The coders of the CPC's firmware obviously have been 8080 coders (its not only me who told so), they haven't been acquainted to the additional commands of the Z80. This can be seen at many examples:
- The previously described LDIR case - imho a waste of space and totally needless
- No proper use of IM 2 which would have been really nice (ok, lack of proper daisy chain either)
- no usage of the 2nd register set at all (except ints)
- often: using routines clearly made for the 8080, a Z80 implementation would look different (shorter, more quick)
- Usage of the index registers (not per se, but the way how they use em)

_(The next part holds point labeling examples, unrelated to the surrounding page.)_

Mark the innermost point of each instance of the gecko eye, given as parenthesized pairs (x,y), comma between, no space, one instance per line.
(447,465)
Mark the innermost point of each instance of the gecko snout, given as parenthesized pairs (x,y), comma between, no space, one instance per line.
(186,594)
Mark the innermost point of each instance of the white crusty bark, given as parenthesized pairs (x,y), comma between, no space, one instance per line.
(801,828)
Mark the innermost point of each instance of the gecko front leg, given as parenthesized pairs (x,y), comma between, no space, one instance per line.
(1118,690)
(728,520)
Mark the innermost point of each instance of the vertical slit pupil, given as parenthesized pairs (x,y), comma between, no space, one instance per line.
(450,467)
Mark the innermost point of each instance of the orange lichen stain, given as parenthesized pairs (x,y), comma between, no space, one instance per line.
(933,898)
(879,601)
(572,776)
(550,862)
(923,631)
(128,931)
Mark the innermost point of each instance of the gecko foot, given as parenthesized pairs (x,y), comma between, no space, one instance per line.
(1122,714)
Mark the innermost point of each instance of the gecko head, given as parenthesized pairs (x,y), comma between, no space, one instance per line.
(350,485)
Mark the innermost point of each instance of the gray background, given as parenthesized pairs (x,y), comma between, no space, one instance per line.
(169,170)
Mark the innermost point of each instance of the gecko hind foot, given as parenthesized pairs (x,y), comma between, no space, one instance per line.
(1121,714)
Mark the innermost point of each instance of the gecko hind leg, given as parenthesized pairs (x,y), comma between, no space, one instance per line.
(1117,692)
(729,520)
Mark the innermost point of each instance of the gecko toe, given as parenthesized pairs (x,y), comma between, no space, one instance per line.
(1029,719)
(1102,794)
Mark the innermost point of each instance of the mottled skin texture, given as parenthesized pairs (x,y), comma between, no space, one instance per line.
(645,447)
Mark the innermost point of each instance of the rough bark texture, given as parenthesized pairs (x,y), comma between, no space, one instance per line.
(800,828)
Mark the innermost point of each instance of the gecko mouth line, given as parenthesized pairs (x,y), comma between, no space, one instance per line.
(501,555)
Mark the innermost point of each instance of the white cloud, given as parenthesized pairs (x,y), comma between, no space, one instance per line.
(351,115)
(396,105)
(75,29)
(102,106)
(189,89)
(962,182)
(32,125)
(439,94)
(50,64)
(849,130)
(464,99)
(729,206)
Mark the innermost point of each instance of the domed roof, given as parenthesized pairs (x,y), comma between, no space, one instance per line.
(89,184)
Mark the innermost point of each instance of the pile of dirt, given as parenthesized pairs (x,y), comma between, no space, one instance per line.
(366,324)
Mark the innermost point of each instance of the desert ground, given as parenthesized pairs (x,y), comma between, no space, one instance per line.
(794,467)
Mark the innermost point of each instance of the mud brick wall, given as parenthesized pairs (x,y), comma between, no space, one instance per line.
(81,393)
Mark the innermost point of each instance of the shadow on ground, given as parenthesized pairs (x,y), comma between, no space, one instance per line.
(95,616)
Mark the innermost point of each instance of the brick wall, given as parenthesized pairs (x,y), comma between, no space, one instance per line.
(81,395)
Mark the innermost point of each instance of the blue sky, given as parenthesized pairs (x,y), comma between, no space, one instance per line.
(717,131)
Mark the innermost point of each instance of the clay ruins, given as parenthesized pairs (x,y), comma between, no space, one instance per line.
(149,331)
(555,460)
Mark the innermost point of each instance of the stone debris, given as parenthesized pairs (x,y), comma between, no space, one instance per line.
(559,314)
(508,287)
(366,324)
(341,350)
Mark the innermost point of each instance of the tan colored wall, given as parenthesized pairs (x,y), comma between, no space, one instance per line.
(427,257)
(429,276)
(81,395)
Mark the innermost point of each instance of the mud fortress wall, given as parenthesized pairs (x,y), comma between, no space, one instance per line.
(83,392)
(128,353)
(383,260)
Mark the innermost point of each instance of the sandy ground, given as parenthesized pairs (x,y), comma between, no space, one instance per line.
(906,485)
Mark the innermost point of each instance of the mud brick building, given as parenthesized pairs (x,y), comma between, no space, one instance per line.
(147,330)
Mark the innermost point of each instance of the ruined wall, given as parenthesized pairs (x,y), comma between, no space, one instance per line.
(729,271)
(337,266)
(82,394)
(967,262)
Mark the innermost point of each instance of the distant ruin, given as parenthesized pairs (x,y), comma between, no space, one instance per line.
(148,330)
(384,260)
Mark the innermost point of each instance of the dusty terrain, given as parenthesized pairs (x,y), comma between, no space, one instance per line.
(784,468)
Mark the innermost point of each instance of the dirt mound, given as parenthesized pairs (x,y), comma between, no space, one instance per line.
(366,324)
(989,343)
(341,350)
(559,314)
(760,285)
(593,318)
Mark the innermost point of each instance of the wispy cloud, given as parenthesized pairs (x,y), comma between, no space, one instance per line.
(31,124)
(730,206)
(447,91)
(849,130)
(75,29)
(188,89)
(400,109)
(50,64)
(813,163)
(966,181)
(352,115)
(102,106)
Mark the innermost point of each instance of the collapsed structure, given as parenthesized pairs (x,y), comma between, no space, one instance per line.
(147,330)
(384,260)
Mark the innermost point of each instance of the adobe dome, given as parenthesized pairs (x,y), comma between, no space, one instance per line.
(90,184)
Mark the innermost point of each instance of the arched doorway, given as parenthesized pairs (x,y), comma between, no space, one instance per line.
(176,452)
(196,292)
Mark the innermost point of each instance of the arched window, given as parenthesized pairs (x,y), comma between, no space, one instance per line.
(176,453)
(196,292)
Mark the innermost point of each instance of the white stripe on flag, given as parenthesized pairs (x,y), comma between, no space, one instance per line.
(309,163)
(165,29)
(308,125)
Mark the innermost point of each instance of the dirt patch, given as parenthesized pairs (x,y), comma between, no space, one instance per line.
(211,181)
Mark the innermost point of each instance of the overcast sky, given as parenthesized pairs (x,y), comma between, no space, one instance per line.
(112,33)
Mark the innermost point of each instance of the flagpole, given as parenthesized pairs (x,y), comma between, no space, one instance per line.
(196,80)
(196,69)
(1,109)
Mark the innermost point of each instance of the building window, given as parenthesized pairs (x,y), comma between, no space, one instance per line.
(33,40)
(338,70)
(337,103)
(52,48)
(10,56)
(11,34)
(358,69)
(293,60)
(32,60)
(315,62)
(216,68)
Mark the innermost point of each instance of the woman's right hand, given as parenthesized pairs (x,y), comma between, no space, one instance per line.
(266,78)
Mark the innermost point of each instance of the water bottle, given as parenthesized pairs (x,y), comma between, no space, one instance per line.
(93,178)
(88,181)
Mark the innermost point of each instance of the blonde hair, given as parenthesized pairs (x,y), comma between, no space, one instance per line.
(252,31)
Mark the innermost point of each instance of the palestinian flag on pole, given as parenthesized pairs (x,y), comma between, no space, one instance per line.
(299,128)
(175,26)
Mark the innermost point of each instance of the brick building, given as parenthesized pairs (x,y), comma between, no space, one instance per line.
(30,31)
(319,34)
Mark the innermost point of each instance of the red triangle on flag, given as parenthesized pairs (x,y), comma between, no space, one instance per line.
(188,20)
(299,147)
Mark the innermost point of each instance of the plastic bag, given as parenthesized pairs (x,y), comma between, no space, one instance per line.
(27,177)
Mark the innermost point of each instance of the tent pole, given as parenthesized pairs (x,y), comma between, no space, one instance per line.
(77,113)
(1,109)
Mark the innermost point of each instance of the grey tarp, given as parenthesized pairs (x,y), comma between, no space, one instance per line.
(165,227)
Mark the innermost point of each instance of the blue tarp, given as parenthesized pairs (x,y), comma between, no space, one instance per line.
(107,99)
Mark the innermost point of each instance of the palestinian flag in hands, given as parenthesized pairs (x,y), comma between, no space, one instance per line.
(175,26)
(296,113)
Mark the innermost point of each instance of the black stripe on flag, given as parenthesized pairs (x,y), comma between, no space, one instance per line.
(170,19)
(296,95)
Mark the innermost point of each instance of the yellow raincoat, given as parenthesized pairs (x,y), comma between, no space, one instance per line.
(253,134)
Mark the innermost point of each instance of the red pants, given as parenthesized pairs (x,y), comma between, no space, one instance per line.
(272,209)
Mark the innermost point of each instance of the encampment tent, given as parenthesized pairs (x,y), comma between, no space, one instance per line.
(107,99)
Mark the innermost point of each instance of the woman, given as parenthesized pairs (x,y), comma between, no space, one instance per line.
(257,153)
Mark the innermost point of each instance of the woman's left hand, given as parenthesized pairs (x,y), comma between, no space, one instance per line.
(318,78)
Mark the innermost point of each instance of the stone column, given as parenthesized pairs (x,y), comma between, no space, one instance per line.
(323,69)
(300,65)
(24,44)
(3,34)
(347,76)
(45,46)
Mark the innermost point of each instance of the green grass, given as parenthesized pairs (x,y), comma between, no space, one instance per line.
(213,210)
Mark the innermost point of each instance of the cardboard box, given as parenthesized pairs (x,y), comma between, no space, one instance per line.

- Waste of alternate registers for interrupt handling, which is the most stupid and sad problem:
Let me elaborate on this: An interrupt occurs every 1/300 seconds. This is once in 3330 us. To use EXX and EX AF,AF twice (save & restore) takes 4 us. PUSH and POP these registers would take 4 * (4+3) = 40 us.
So, using 2nd registers instead of PUSH/POP saves 36 us every interrupt!Now if we would be able to use the 2nd register set then we could perform two routines or more similar, have Z80 registers instead of RAM registers (access is four times more quick, example EX AF,AF' is 1 us, but LD (xxxx),A is 4 us). So being able to use the 2nd register set boosts processing power between 30% and 200%. Lets say we only get the small 30% out of it. 30% of 3330 us is 999 us.
So, using 2nd register set for code (not interrupts) saves 999 us between two interrupts!This is: 2775%Of course there are some people telling: Oh you can use the 2nd register set. Yes that's true! I can do this by:
- Switching off interrupts
- Saving 2nd reg. file to RAM
- call routine
- Restoring 2nd reg.set
- Enabling Interrupts again.
Of course this is totally senseless, because all the speed up the 2nd reg.file brings get lost by the need of saving them to RAM all time long, also I probably will miss some interrupts and screw something.
I don't want to offend somebody, but it was about time to talk about it.